There is nothing that makes some members of the chattering class more jumpy than the idea that women may be choosing to stay at home with their children. Still evidently shaken by a 2003 New York Times piece on female Princeton grads who elected to stay home and raise children, the Washington Post let out a nearly audible sigh of relief as it headlined a story on Census Bureau data "Most Stay-at-Home Moms Start That Way, Study Finds: Many Are Younger, Less Educated, Hispanic."
Revealing the particular preoccupations of liberal land, reporter Donna St. George opens her story thus: "A first census snapshot of married women who stay at home to raise their children shows that the popular obsession with high-achieving professional mothers sidelining careers for family life is largely beside the point." Were you aware of this "popular obsession"? Nor I. The latest Census Bureau data show, St. George triumphantly reports, that "the profile of mothers at home ... is clearly at odds with the popular discussion ... of an opt-out revolution ... that has flourished in recent years." In fact, one in five mothers at home has less than a high school degree, compared with one in 12 mothers who work. And "Twelve percent of stay-at-home moms live below the poverty line, compared with 5 percent of other mothers." So there!

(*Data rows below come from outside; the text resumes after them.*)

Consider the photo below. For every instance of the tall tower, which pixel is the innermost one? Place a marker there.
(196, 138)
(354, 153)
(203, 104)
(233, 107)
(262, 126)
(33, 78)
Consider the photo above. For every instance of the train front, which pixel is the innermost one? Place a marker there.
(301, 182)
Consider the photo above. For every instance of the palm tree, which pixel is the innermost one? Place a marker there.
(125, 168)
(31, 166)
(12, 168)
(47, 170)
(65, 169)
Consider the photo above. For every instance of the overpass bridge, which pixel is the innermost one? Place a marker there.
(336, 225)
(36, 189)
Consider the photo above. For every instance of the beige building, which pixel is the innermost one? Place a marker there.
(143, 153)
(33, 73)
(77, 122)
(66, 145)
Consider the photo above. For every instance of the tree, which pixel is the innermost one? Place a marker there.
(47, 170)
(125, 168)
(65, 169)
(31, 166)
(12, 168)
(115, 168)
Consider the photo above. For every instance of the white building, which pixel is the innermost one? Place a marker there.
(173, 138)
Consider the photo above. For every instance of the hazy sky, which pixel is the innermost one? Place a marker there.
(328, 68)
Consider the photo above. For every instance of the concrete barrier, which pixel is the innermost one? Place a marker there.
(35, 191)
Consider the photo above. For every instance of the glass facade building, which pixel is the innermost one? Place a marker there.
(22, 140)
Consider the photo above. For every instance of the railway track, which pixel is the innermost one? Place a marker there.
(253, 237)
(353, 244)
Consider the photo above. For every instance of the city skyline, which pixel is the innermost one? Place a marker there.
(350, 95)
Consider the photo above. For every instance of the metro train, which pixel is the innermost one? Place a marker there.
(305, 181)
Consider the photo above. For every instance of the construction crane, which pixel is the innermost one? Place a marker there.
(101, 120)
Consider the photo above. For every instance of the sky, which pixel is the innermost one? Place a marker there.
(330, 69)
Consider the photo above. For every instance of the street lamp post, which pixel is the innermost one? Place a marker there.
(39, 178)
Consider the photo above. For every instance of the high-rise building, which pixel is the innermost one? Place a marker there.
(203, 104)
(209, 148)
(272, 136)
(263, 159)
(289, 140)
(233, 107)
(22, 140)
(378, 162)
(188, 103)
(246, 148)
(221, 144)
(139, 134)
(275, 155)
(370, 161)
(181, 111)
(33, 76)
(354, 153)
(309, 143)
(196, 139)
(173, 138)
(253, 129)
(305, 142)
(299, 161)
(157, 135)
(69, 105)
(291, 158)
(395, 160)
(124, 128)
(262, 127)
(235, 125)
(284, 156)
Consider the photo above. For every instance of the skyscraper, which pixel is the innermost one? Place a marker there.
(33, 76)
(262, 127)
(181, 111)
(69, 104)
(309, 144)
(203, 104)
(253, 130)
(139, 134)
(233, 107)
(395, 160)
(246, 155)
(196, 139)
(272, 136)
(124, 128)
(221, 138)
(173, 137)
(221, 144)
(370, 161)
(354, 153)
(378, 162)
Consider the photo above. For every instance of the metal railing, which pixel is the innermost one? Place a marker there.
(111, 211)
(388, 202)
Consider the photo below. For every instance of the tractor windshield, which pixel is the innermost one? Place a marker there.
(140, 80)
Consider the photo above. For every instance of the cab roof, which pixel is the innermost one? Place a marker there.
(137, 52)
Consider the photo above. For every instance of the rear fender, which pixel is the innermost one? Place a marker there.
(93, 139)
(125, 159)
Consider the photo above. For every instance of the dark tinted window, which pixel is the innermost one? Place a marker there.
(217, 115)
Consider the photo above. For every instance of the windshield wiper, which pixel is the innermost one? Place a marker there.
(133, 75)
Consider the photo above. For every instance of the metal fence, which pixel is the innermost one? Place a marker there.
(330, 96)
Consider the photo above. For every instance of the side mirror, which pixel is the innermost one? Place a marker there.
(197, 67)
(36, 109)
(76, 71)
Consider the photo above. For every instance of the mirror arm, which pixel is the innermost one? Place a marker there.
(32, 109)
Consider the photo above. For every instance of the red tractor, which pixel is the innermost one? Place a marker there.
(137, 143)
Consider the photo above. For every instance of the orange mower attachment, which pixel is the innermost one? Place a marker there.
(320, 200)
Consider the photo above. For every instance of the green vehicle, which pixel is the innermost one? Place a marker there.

Well, OK. But we knew this, didn't we? We knew that women with lower levels of education and skills make the decision to raise their own children rather than seek a low-paying job that would barely cover the cost of childcare. That's not news, and it's not stupid either. And let's not overstate what the data show. Much of this is about as surprising as the sun rising in the east -- a higher percentage of mothers with an infant were stay-at-home moms compared with mothers of older children; 58 percent of stay-at-home moms had children under 5 compared with 43 percent of women in the workforce. Astonishing. On the other hand, there isn't a huge discrepancy between moms at home with a college degree (32 percent) and working mothers with a diploma (38 percent).After 25 tendentious paragraphs hammering home (if you will) the notion that only losers stay home with the little ones, the story acknowledges this puzzling nugget: "In 1994, 19.8 percent of married-couple families with children younger than 15 had a stay-at-home mother. Last year, it was 23.7 percent."
Maybe there is something afoot after all? The research group Catalyst, devoted to advancing women's careers in business, found that 33 percent of women with MBA degrees are not working full time compared with 5 percent of men. Census data from 2002 showed that 36 percent of women with college degrees who'd had a child in the previous year were staying home, up from 32 percent in 1995. Attitudes seem to have shifted as well. A Pew Research Center poll in 2007 compared the attitudes toward work among mothers with children under 17. Whereas in 1997, 32 percent said they preferred full-time employment, 10 years later, only 21 percent did. "The decline in mothers saying full-time work is ideal for them occurred about equally among mothers with higher and lower education levels" the report noted.
When will the left side of the Mommy Wars stop beating their heads against reality? Aren't we mature enough to recognize that women place a high value on time with their children and that this affects their work lives? Is it so threatening to acknowledge that when women have small children at home, they are less likely to want an 80-hour-a-week job?
Perhaps the true source of anxiety about so-called "opt out" moms is that they tend to undermine a key liberal shibboleth; that the state must provide "quality" childcare in order to do justice to women. If even well-educated, high-earning moms who can afford the best daycare choose to stay at home instead, it rattles. Thus the high-profile reception of this Census report. But it proves absolutely nothing.